If you are testing a masking or row-level security policy, you don't need to do anything else; it's ready for your policy testers. However, if your ultimate goal is to test a subscription policy, you need to build it separately from the above "subscription-testers" subscription policy, but ensure that you select the
Always Required option for "subscription-testers" subscription policy. That means when the "subscription-testers" subscription policy is merged with the real subscription policy you are testing, both policies will be considered and some of your test users may accurately be blocked from the table (which is part of the testing). For example, notice how these two policies (the "subscription-testers" and real policy being tested) were merged with an AND.
There's nothing stopping you from testing a set of changes (many subscription policies, many data policies) all together as well.

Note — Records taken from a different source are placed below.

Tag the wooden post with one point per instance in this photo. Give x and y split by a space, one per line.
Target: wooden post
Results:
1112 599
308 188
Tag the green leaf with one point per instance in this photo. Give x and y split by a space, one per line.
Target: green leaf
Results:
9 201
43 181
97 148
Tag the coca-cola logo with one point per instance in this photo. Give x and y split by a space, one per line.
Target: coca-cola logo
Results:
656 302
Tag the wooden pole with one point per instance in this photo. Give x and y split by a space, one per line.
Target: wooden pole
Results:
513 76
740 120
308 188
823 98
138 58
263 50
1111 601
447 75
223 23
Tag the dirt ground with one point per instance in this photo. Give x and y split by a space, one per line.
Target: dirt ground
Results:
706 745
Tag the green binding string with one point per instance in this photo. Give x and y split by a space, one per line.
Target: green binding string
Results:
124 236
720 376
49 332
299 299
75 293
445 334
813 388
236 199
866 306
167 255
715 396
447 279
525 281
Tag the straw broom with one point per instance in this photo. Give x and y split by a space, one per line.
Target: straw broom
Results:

Once you’ve received feedback from your test users and are happy with the policy change, you can move on to the deployment of the policy. For example, add prod-domain, remove dev-domain, and then apply the policy. Or build the policy using a user that has
manage policy in the production domain.
Testing an edit to an existing policy
The approach here is the same as above; however, before applying your new policy to the development domain, you should first locally disable the pre-existing global policy in the data source. This can be done by going into the development data source in the Immuta UI as the data owner and disabling the policy you plan to change in the policy tab of the data source. This must be done because the clone will have the pre-existing policy applied because it should have all matching tags.
Now you can create the new version of the policy in its place without any conflict.
Sometimes you may have a requirement that multiple users approve a policy before it can be enabled for everyone. If you are in this situation, you may want to first consider doing this in git (or any source control tool) using our policy-as-code approach, so all approvals can happen in git.